The internet as memory

Besides online and computer role-playing games, I am still actively playing pen & paper games. I've been playing with the same group and dungeon master for many years now. Recently I've been asked whether I would be willing to be dungeon master for one adventure, while our regular DM recovers his creative spirits. Having done a lot of dungeon mastering at university, I agreed. So I was thinking of an adventure I led about 20 years ago, from a magazine. I remembered the basic outline, which would fit in our campaign, but very few of the details. So armed with just some keywords, I searched Google. And to my surprise I was not only able to find that adventure module, but even download it pdf format.

That made me realize that every film I ever saw, every book I ever read, many magazines, and every online discussion I ever had, are archived somewhere on the internet. At the moment in a form that most of the time doesn't link back to me, but if we follow the ideas of Facebook and similar social media, in the future it will even be marked on your "timeline" which book you read or which film you watched when.

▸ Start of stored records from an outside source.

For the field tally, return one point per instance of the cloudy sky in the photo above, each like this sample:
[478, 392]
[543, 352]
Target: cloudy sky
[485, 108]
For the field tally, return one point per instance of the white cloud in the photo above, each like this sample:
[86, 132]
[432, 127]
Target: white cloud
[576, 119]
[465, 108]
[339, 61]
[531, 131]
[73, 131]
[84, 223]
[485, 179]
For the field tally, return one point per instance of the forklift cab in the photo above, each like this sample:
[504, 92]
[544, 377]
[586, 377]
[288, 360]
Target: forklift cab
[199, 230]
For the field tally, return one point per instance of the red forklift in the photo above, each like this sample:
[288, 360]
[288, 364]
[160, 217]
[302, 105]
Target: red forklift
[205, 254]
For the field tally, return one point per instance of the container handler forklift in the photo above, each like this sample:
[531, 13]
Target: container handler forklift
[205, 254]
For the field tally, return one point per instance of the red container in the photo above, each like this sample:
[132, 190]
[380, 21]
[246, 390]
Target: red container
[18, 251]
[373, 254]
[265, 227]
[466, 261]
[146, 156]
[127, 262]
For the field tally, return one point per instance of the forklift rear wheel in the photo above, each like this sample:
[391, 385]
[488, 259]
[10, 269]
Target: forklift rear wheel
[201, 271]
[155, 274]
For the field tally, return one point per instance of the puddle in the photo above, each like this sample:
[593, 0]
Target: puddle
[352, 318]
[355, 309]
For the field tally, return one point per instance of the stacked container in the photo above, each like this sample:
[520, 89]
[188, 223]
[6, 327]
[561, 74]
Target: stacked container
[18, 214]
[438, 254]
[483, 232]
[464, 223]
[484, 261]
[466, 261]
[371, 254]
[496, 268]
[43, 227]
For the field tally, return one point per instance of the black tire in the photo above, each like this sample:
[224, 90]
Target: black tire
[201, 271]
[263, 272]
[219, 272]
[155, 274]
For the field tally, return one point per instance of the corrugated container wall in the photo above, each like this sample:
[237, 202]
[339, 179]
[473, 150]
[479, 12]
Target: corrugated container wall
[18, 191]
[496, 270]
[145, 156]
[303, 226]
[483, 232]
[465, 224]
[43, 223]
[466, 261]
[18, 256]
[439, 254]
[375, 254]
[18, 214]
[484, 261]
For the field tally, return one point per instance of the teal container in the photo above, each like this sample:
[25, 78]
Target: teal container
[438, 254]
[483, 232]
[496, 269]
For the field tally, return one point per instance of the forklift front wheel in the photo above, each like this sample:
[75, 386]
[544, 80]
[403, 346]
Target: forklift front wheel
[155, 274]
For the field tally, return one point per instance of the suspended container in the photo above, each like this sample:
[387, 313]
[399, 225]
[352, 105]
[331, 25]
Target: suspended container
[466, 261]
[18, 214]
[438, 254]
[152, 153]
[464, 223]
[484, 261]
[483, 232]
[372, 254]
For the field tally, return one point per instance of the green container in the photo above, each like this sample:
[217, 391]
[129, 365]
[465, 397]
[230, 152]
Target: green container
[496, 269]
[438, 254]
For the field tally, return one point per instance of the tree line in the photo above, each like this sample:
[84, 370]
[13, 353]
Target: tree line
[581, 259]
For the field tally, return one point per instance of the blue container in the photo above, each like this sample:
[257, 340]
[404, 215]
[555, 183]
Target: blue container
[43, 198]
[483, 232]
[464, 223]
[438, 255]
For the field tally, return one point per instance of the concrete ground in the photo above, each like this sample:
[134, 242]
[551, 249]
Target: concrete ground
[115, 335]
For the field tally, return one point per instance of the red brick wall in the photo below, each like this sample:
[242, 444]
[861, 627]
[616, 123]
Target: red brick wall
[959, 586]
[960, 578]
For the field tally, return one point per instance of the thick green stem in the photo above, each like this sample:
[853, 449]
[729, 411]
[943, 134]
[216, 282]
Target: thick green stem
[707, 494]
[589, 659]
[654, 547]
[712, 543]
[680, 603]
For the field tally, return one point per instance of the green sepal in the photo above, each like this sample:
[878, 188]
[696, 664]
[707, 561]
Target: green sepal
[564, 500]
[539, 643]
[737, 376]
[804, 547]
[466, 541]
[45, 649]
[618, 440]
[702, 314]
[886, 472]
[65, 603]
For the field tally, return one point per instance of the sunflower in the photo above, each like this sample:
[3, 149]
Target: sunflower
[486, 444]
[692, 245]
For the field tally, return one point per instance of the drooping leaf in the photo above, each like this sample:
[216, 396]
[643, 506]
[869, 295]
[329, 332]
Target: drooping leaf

While being able to find back old role-playing modules is certainly useful, I find the general concept of the internet as memory somewhat scary. We are formed by what we read and watch, it constitutes our cultural background. Today the internet only makes it clear that we are far from being unique snowflakes, that thousands if not millions of other people have similar cultural backgrounds. In the future we are being menaced with one step further, that there is a complete archive of this background. Again some people might find that useful in researching "what was the name of that film again?" or similar questions. But it also opens up our cultural background to scrutiny of others, from advertisers to the government. How long until every film or TV show we watch, every electronic book or magazine we read is automatically inscribed upon such a timeline? Already Amazon recommends books and films to me based on my previous purchases (a feature that got horribly confused when I ordered a book for a friend with very different interests). How long until other advertisers target you based on a social media timeline, or the books you read land you on the governmental no-fly list? Are we all becoming men of glass?